It was a BAD YEAR for wilderness and wildlife. The “mini-drought” is now two years behind us, and so almost anything looks good in comparison, but there were two horrendous trends appearing throughout East Africa last year:

Poaching and Politics.

There’s always been poaching, but nothing like the corporate poaching that successfully kills and transports out of private, fenced and patrolled reserves a black rhino. That happened in both Kenya and South Africa. And in Tanzania, the Serengeti lost 20% of its wild rhinos (1 of 5, that until now were patrolled like a child in a perambulator with the Nanny’s grip fastened.)

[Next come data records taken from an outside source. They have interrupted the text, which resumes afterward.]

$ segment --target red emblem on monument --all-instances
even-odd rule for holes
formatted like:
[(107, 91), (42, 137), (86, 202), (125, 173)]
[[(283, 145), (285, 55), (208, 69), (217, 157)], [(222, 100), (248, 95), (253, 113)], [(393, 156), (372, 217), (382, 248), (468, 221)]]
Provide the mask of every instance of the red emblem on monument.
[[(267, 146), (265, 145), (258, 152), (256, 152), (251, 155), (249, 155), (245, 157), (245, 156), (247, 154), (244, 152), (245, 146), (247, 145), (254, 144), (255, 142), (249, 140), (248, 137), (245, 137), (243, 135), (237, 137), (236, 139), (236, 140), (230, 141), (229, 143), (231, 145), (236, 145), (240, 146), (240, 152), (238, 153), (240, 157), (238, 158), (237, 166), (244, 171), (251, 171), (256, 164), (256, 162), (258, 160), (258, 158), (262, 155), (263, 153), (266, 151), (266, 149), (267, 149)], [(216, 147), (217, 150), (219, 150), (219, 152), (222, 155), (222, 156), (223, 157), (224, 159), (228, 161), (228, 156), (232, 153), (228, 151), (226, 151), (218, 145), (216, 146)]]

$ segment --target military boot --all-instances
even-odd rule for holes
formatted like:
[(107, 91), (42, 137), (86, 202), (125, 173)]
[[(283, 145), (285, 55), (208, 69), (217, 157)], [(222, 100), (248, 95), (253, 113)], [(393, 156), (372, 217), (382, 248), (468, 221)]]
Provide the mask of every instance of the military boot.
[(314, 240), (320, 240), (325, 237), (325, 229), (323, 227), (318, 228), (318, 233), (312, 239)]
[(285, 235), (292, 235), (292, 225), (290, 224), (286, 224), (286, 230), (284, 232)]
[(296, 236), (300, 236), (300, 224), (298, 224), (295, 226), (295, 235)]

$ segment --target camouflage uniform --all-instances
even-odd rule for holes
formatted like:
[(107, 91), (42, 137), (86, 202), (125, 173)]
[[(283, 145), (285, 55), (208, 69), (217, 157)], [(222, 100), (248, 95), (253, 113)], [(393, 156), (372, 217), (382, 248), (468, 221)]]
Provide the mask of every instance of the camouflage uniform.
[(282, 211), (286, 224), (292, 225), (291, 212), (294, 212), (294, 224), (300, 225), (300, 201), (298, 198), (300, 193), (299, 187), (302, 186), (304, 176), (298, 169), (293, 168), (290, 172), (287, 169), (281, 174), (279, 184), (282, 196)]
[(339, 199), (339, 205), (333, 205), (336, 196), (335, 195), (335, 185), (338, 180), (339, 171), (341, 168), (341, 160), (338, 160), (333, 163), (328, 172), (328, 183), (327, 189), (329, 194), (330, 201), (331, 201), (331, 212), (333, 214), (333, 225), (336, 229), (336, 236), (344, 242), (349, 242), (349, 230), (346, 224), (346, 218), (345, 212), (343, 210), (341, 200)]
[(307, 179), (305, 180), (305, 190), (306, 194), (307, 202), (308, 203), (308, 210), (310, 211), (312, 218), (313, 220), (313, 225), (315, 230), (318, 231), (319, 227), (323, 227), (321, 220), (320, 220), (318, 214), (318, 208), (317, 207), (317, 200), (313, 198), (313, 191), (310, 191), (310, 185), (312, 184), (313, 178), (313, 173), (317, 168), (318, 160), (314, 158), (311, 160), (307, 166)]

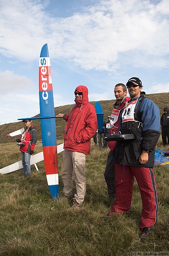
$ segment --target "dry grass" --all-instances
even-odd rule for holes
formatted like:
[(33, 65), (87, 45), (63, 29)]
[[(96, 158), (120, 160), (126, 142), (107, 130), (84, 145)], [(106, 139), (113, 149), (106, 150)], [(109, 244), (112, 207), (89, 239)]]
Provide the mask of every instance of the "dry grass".
[[(36, 153), (42, 149), (40, 144)], [(15, 143), (0, 144), (3, 164), (18, 150), (16, 147)], [(157, 149), (164, 149), (161, 139)], [(104, 172), (108, 151), (92, 146), (86, 157), (86, 195), (78, 209), (70, 208), (67, 199), (52, 199), (43, 161), (37, 164), (39, 173), (32, 166), (28, 179), (22, 177), (21, 170), (0, 175), (0, 255), (114, 256), (129, 255), (131, 252), (169, 251), (169, 168), (154, 168), (159, 202), (158, 225), (142, 243), (139, 227), (141, 201), (136, 182), (130, 211), (115, 214), (107, 222), (102, 220), (112, 203), (105, 199)], [(58, 155), (59, 173), (61, 157), (61, 153)], [(60, 175), (59, 184), (61, 191)], [(73, 189), (75, 192), (75, 186)]]

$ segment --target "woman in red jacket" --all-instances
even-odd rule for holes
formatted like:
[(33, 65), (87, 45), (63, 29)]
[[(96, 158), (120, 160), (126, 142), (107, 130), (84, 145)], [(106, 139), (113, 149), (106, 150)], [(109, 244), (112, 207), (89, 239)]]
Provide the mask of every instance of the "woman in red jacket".
[(59, 113), (56, 116), (67, 122), (65, 130), (61, 177), (63, 194), (71, 197), (74, 173), (77, 192), (73, 198), (73, 207), (82, 204), (84, 199), (86, 156), (90, 153), (90, 139), (98, 128), (96, 111), (89, 103), (88, 94), (86, 86), (78, 86), (75, 90), (76, 105), (70, 114)]
[(21, 139), (16, 141), (20, 146), (22, 161), (23, 166), (23, 174), (24, 177), (30, 176), (31, 174), (30, 158), (33, 154), (35, 144), (37, 141), (36, 132), (31, 126), (31, 120), (23, 120), (25, 129)]

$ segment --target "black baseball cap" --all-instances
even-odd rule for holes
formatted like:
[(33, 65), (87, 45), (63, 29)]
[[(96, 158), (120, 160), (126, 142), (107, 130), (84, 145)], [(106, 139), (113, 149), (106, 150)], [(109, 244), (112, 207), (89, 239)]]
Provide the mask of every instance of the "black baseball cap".
[(132, 77), (130, 78), (126, 84), (126, 86), (127, 87), (131, 83), (135, 84), (135, 85), (137, 85), (140, 87), (143, 87), (141, 81), (138, 77)]
[(30, 120), (30, 119), (29, 120), (27, 119), (27, 120), (22, 120), (23, 123), (25, 123), (25, 122), (28, 122), (28, 121), (29, 122), (31, 122), (31, 120)]

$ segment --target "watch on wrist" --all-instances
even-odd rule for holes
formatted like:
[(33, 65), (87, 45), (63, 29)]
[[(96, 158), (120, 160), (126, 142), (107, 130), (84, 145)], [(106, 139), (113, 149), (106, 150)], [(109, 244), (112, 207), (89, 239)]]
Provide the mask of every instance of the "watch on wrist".
[(145, 151), (147, 153), (149, 154), (150, 153), (150, 151), (149, 150), (146, 150), (145, 149), (143, 149), (144, 151)]

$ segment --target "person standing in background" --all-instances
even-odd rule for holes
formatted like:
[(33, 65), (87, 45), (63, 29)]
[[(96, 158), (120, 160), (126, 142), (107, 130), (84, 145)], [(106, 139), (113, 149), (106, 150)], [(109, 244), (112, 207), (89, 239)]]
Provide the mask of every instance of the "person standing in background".
[(21, 151), (23, 174), (24, 177), (26, 177), (31, 174), (30, 158), (37, 142), (37, 135), (33, 126), (31, 126), (31, 120), (23, 120), (22, 122), (25, 125), (24, 132), (21, 139), (17, 139), (16, 140)]
[(162, 114), (160, 119), (162, 126), (162, 144), (166, 146), (169, 144), (169, 112), (167, 107), (164, 108), (164, 113)]
[(101, 147), (102, 146), (103, 140), (103, 148), (106, 148), (108, 147), (108, 143), (104, 140), (104, 137), (106, 134), (106, 121), (103, 119), (103, 129), (102, 131), (98, 130), (98, 143), (99, 143), (99, 147)]

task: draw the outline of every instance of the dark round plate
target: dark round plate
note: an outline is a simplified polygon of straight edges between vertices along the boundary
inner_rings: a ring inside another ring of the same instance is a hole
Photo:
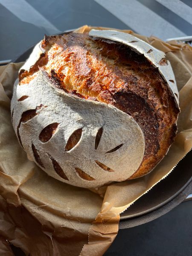
[[[70,32],[70,31],[67,31],[62,34]],[[12,61],[12,62],[19,62],[26,61],[32,52],[34,47],[34,46],[30,47],[15,58]],[[131,206],[128,209],[122,213],[121,220],[131,220],[144,215],[147,216],[150,213],[157,211],[157,209],[160,211],[163,207],[165,207],[169,202],[178,197],[188,186],[190,186],[191,187],[188,191],[192,193],[192,151],[191,151],[179,163],[166,178],[156,185],[147,194],[143,195]],[[185,199],[185,196],[186,195],[183,194],[178,200],[175,200],[174,206],[176,206],[183,201]],[[157,217],[155,217],[154,215],[153,218],[156,218]],[[151,218],[150,220],[152,220]],[[146,222],[146,221],[143,222]]]

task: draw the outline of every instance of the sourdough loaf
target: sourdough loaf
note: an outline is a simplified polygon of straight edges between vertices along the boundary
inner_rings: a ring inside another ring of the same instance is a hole
[[[122,32],[45,36],[14,86],[11,111],[29,159],[97,187],[150,172],[174,141],[178,93],[164,53]]]

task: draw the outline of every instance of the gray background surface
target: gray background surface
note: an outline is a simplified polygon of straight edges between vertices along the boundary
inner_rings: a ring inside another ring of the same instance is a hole
[[[45,33],[85,24],[131,29],[164,40],[192,35],[192,1],[0,0],[0,22],[2,61],[15,58]],[[191,256],[192,227],[188,201],[151,222],[120,230],[105,255]]]

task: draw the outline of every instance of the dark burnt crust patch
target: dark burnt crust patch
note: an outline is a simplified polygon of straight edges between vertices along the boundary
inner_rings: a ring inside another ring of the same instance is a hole
[[[55,132],[59,124],[58,122],[53,123],[44,128],[39,135],[41,141],[43,143],[49,141]]]
[[[27,99],[29,97],[29,96],[28,96],[28,95],[23,95],[23,96],[21,96],[19,99],[17,99],[17,101],[23,101],[23,100],[26,99]]]
[[[76,96],[78,98],[80,98],[84,99],[89,99],[90,100],[93,100],[94,101],[99,101],[95,97],[91,97],[88,96],[84,96],[81,93],[77,92],[76,90],[68,90],[65,88],[64,83],[63,81],[63,79],[64,77],[64,75],[61,73],[57,73],[53,69],[51,70],[51,73],[50,75],[46,72],[43,68],[40,69],[43,72],[44,75],[46,76],[47,79],[49,79],[52,84],[56,88],[64,90],[65,93],[72,95],[74,96]]]
[[[143,98],[131,92],[113,93],[113,105],[131,116],[140,125],[145,138],[144,158],[155,154],[160,149],[159,128],[155,113]]]
[[[148,172],[163,158],[174,140],[174,123],[179,112],[158,68],[130,47],[108,40],[91,38],[87,34],[45,36],[41,44],[45,58],[53,42],[58,47],[61,44],[62,49],[61,58],[55,63],[55,69],[48,71],[49,60],[45,61],[45,68],[39,64],[38,68],[56,88],[74,96],[111,104],[132,116],[142,128],[145,141],[143,162],[133,177]],[[49,55],[50,63],[55,51]],[[102,61],[94,65],[92,58]],[[65,84],[67,78],[61,71],[63,61],[72,63],[67,74],[73,81],[70,89]],[[168,62],[163,58],[159,64],[166,65]],[[39,70],[33,68],[32,73]],[[28,75],[21,70],[20,78]],[[165,134],[166,139],[163,139]]]

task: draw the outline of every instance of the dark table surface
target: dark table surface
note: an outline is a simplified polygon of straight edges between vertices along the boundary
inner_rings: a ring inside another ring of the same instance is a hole
[[[0,22],[3,61],[15,58],[45,33],[84,24],[131,29],[163,40],[192,35],[192,1],[0,0]],[[191,256],[192,227],[192,201],[188,201],[152,221],[119,230],[105,255]]]

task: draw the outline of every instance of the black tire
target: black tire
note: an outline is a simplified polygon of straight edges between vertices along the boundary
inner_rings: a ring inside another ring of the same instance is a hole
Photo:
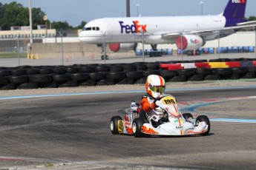
[[[51,68],[42,68],[39,69],[39,73],[42,75],[48,75],[53,73],[53,69]]]
[[[57,73],[59,75],[64,75],[67,72],[66,69],[64,67],[56,67],[53,69],[53,73]]]
[[[122,66],[121,65],[113,65],[109,67],[110,72],[122,72]]]
[[[32,75],[29,77],[30,82],[51,83],[53,77],[50,75]]]
[[[78,86],[77,81],[69,81],[65,84],[62,84],[59,85],[59,87],[75,87],[75,86]]]
[[[67,67],[66,71],[68,73],[76,73],[79,72],[79,69],[77,67]]]
[[[10,75],[10,71],[9,70],[0,70],[0,76],[8,76],[8,75]]]
[[[187,81],[187,78],[184,75],[174,76],[168,81],[168,82],[185,82],[185,81]]]
[[[142,132],[141,128],[144,124],[143,119],[135,118],[132,123],[132,132],[135,137],[145,137],[145,134]]]
[[[24,84],[28,82],[28,78],[26,75],[13,75],[9,77],[9,81],[12,84]]]
[[[79,84],[80,86],[92,86],[96,85],[96,80],[88,80],[87,81]]]
[[[193,115],[191,113],[183,113],[183,116],[185,118],[186,121],[190,122],[190,120],[193,119]]]
[[[26,70],[24,69],[13,69],[11,71],[12,75],[23,75],[26,74]]]
[[[27,75],[37,75],[39,73],[38,69],[36,68],[30,68],[26,69]]]
[[[88,73],[74,73],[71,74],[71,78],[73,81],[79,81],[85,82],[90,78]]]
[[[145,81],[147,80],[147,78],[140,78],[139,80],[136,81],[135,81],[135,84],[145,84]]]
[[[79,68],[80,72],[93,72],[94,71],[94,67],[86,66]]]
[[[68,75],[53,75],[53,79],[55,81],[68,82],[71,79],[70,76]]]
[[[124,79],[126,75],[124,72],[106,72],[107,79]]]
[[[141,78],[144,76],[141,71],[126,72],[125,74],[127,78]]]
[[[105,79],[106,75],[103,72],[93,72],[89,74],[90,78],[92,80],[102,80]]]
[[[204,76],[203,75],[194,75],[192,77],[189,78],[188,81],[204,81]]]
[[[39,88],[58,88],[58,84],[56,81],[38,83],[38,86]]]
[[[197,75],[211,75],[211,69],[209,68],[197,68],[196,69]]]
[[[110,125],[111,132],[113,135],[119,134],[119,132],[118,132],[118,126],[119,126],[118,121],[119,120],[122,120],[122,118],[119,116],[114,116],[111,119],[109,125]]]
[[[15,84],[7,84],[0,88],[0,90],[9,90],[16,89],[16,86]]]
[[[211,124],[210,124],[209,119],[206,115],[200,115],[196,119],[196,126],[198,125],[200,122],[206,122],[206,124],[208,125],[207,131],[203,134],[200,134],[200,135],[202,136],[207,135],[210,132],[210,129],[211,129]]]
[[[96,66],[95,67],[96,72],[109,72],[109,67],[108,66]]]
[[[134,78],[126,78],[117,83],[117,84],[134,84]]]
[[[36,83],[24,83],[17,86],[17,89],[38,89]]]
[[[0,77],[0,85],[7,84],[9,83],[9,80],[4,77]]]
[[[134,64],[127,64],[122,66],[124,72],[133,72],[136,71],[136,67]]]
[[[110,85],[114,85],[115,81],[114,79],[103,79],[100,80],[97,82],[97,85],[99,86],[110,86]]]

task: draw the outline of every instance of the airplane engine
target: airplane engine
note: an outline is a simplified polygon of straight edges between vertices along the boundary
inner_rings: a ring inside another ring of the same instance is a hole
[[[206,41],[196,35],[184,35],[176,39],[176,45],[179,49],[195,50],[206,44]]]
[[[122,44],[109,44],[109,49],[113,52],[128,52],[135,50],[136,43],[122,43]]]

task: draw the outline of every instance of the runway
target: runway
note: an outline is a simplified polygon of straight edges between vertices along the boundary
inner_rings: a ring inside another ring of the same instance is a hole
[[[193,108],[194,115],[203,113],[211,119],[255,120],[255,88],[169,89],[167,92],[177,98],[184,112]],[[143,95],[140,90],[108,91],[1,98],[0,167],[255,169],[255,123],[211,121],[210,134],[205,137],[135,138],[111,135],[111,118],[122,116],[119,110],[128,107],[131,100],[140,101]],[[214,103],[217,101],[222,102]],[[194,107],[206,103],[209,105]]]

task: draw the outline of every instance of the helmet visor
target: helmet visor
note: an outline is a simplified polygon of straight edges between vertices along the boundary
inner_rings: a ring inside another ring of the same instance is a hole
[[[150,89],[154,92],[159,93],[164,93],[165,91],[165,86],[150,86]]]

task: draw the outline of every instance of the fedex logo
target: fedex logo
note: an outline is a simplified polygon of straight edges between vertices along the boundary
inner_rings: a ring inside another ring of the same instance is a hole
[[[246,0],[232,0],[232,3],[246,4]]]
[[[147,25],[146,24],[140,24],[138,21],[133,21],[133,24],[125,24],[123,21],[119,21],[121,27],[121,34],[125,33],[138,33],[143,31],[144,33],[147,32]]]
[[[199,44],[200,42],[200,41],[198,39],[194,39],[194,40],[190,39],[191,44]]]

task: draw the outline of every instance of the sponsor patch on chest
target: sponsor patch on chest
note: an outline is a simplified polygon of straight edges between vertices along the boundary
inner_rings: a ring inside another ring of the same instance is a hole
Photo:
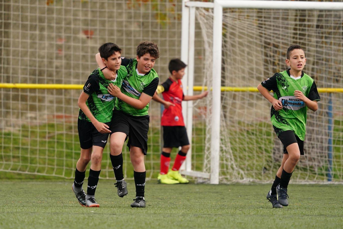
[[[295,96],[283,96],[279,100],[282,103],[283,108],[286,109],[295,111],[305,107],[305,103]]]

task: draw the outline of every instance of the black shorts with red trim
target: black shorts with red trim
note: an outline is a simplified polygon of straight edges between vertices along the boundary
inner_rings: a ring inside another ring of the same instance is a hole
[[[184,126],[163,126],[164,148],[173,148],[189,145],[187,131]]]

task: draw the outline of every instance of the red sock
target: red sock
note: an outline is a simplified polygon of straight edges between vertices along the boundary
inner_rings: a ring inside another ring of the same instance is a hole
[[[169,154],[170,155],[170,154]],[[167,174],[169,169],[169,163],[170,162],[170,157],[167,157],[163,154],[161,154],[161,167],[159,173],[162,174]]]
[[[180,167],[181,167],[182,163],[183,163],[184,161],[186,159],[186,154],[182,152],[181,151],[179,151],[179,153],[176,155],[176,157],[175,158],[174,165],[173,165],[172,170],[174,171],[178,171],[180,169]]]

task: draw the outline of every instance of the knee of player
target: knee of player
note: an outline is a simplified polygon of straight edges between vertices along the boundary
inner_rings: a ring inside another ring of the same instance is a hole
[[[81,156],[80,159],[82,163],[84,164],[88,164],[91,161],[91,156],[90,155],[84,155]]]
[[[140,164],[144,163],[144,158],[141,157],[131,157],[131,162],[133,164]]]
[[[93,152],[92,154],[92,163],[98,163],[101,162],[103,158],[102,153],[96,153]]]
[[[289,159],[292,160],[293,163],[296,164],[300,160],[300,154],[296,154],[292,155],[291,157],[289,157]]]
[[[111,152],[116,153],[119,151],[121,152],[123,145],[119,142],[111,141],[110,148]]]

And Tanzania in its drive to become Africa’s newest pariah first spearheaded a campaign to reverse CITES sanctions on selling ivory, and then announced it was going to kill the wildebeest migration with a road.

In Uganda, Father Museveni gave the nod to start hunting, again, and let South Africans develop the hunting of the rare sitantunga, even as its wildlife count declines.

And there’s nearly as bad a flipside to this wildlife story: where poaching and politics aren’t screwing things up, elephants are. The population explosion is eroding the population’s confidence everywhere that governments can keep the jumbo out of the farm.

It just doesn’t look good for wildlife in this turbulent and developing era in East Africa.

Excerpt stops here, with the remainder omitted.